Exchanges are also unique in that you can lay odds on a team or individual to losea sporting event. Naysayers believe that betting to lose is, well, unsporting, and that it is an open invitation for corruption and skullduggery. But this argument is idealistic whitewash. Just ask anyone involved in high finance, where betting to lose is an accepted, ethical strategy—on Wall Street, it’s called short selling.

The most clever innovation, however, is in-game gambling. No longer must you stop placing bets once the game begins. In-game wagering lends itself best to slower-paced sports like golf. When the action is much faster, the limits of technology get pushed to ridiculous proportions, with frantic players punching in frenzied bets that have more to do with market timing than sports. This can lead to some pretty bizarre happenstances. In British steeplechase racing, a well-backed horse will often enter the homestretch far clear of his rivals, with one final fence to jump before the finish line. Certain of victory, some bold (greedy?) in-game bettors will offer 1-to-1,000 odds against the horse winning—that’s right, they will give you $1,000 if the near-cinch loses, provided you pony up a buck if it wins. About once a season, calamity strikes and the leading horse falls at the last hurdle, creating an absurd windfall for a handful of high-risk bettors, thoughts of suicide for the unlucky “layers,” and copious amounts of free publicity for the exchanges when the results get widely reported in the betting-friendly British press.

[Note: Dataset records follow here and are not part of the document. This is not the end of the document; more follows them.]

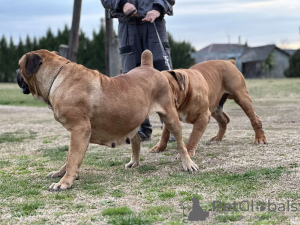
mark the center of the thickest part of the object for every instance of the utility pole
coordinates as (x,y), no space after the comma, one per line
(74,34)
(109,35)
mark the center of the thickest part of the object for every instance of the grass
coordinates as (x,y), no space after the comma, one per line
(116,211)
(106,193)
(17,136)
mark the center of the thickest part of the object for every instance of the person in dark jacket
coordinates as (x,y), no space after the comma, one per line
(137,33)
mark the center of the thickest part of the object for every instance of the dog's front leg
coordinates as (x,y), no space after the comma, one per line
(80,137)
(162,144)
(135,155)
(59,173)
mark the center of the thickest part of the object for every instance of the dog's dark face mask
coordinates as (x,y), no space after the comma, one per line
(22,84)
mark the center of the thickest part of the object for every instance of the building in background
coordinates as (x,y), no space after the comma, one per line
(267,61)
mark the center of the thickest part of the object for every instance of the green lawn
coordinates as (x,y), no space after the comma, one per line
(32,144)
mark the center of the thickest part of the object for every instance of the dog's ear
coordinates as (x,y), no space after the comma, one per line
(179,77)
(56,53)
(33,61)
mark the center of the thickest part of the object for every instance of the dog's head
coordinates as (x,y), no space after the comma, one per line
(29,66)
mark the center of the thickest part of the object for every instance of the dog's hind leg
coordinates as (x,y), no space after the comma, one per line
(199,126)
(243,99)
(171,120)
(135,156)
(222,118)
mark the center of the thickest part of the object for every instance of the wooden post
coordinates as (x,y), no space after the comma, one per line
(108,37)
(74,34)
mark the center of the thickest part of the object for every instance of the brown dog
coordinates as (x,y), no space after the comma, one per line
(200,92)
(99,109)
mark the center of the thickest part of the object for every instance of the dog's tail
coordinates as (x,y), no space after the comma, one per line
(147,58)
(232,61)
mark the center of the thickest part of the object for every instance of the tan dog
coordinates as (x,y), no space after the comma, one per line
(99,109)
(200,92)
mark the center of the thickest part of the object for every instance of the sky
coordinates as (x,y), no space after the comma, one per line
(200,22)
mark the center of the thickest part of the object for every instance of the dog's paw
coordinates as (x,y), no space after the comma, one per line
(60,186)
(55,174)
(157,149)
(189,165)
(260,140)
(216,138)
(190,152)
(132,164)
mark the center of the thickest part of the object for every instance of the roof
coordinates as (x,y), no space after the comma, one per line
(219,51)
(258,54)
(223,48)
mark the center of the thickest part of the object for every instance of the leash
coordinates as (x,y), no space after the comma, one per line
(165,56)
(48,101)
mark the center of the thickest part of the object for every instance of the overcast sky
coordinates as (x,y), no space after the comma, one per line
(200,22)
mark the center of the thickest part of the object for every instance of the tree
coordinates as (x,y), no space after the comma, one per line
(181,53)
(294,68)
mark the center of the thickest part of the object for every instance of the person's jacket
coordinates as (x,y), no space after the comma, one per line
(142,6)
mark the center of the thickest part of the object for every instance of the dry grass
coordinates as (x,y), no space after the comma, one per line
(232,170)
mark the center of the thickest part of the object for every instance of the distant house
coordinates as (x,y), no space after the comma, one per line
(253,62)
(220,51)
(264,61)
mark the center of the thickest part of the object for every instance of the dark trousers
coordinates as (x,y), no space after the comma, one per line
(134,38)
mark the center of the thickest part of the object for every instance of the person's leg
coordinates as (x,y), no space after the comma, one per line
(130,46)
(151,42)
(131,51)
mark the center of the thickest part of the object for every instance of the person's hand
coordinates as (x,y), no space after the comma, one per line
(151,16)
(128,9)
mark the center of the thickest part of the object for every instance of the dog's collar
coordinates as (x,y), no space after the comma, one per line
(47,100)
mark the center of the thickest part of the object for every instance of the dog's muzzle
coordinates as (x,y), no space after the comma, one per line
(22,84)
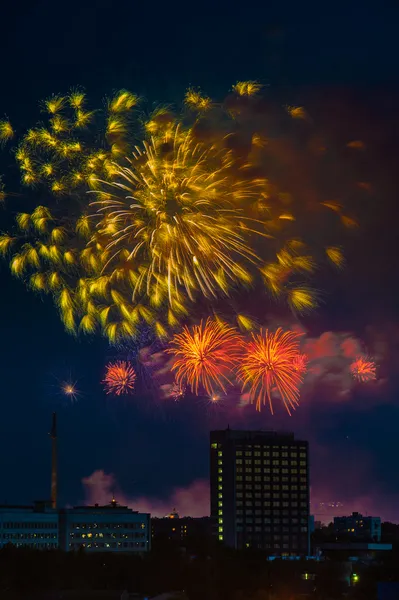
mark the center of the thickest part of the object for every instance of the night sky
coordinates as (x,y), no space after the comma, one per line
(345,58)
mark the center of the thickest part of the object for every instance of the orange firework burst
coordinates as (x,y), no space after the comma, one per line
(120,378)
(206,355)
(300,363)
(268,365)
(177,392)
(363,369)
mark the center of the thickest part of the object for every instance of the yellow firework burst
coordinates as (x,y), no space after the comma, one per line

For those who live in America, it’s only possible to experience the thrills of the online gambling exchange vicariously. Except for licensed bookmakers in Nevada, sports gambling is illegal in the United States. While exchanges that match buyers and sellers of odds are not explicitly illicit, the wide-ranging U.S. Wire Act of 1961 has regularly been interpreted to prohibit the transfer of bet-related information via the phone and the Internet. The fate of online exchanges was sealed for good, seemingly, when Congress passed the Unlawful Internet Gambling Enforcement Act last year, requiring banks and credit-card companies to block transactions with online gambling sites. As a result, most reputable exchanges now refuse accounts from U.S. residents. (Only one exchange has attempted to set up shop on American soil. Last July, Betcha.com was shut down within five weeks by the Washington State Gambling Commission.)

Betfair is no fly-by-night operation, and it continues to flourish in Europe. One major reason for its success is the company’s willingness to share detailed records with professional sports organizations and the government if corruption is suspected. The exchange also operates an internal sleuthing squad to look for dubious patterns—when placing bets, customers are unidentified to one another, but their account information and IP addresses are known to Betfair. These practices exposed the tennis scandal, and Betfair also handed over evidence that led to the ongoing trial of a champion British jockey who allegedly held back horses at the behest of a betting syndicate. Here in America, where an estimated $200 billion in sports wagering takes place underground, such transparency is nonexistent. No black-market bookie, for instance, would ever alert the feds that he was seeing a suspect amount of action on games refereed by a particular NBA official.

If the United States loosened up its regulations, online exchanges would proliferate here. By creating a market-based framework for stateside sports betting, a chaotic gambling scene would, for once, have some order and credibility. Not to mention that the federal government would get a huge stream of taxable revenue currently controlled by organized crime. Just think of the bite we could take out of the national debt in a single weekend if we had legalized, online, in-game betting on NFL matchups.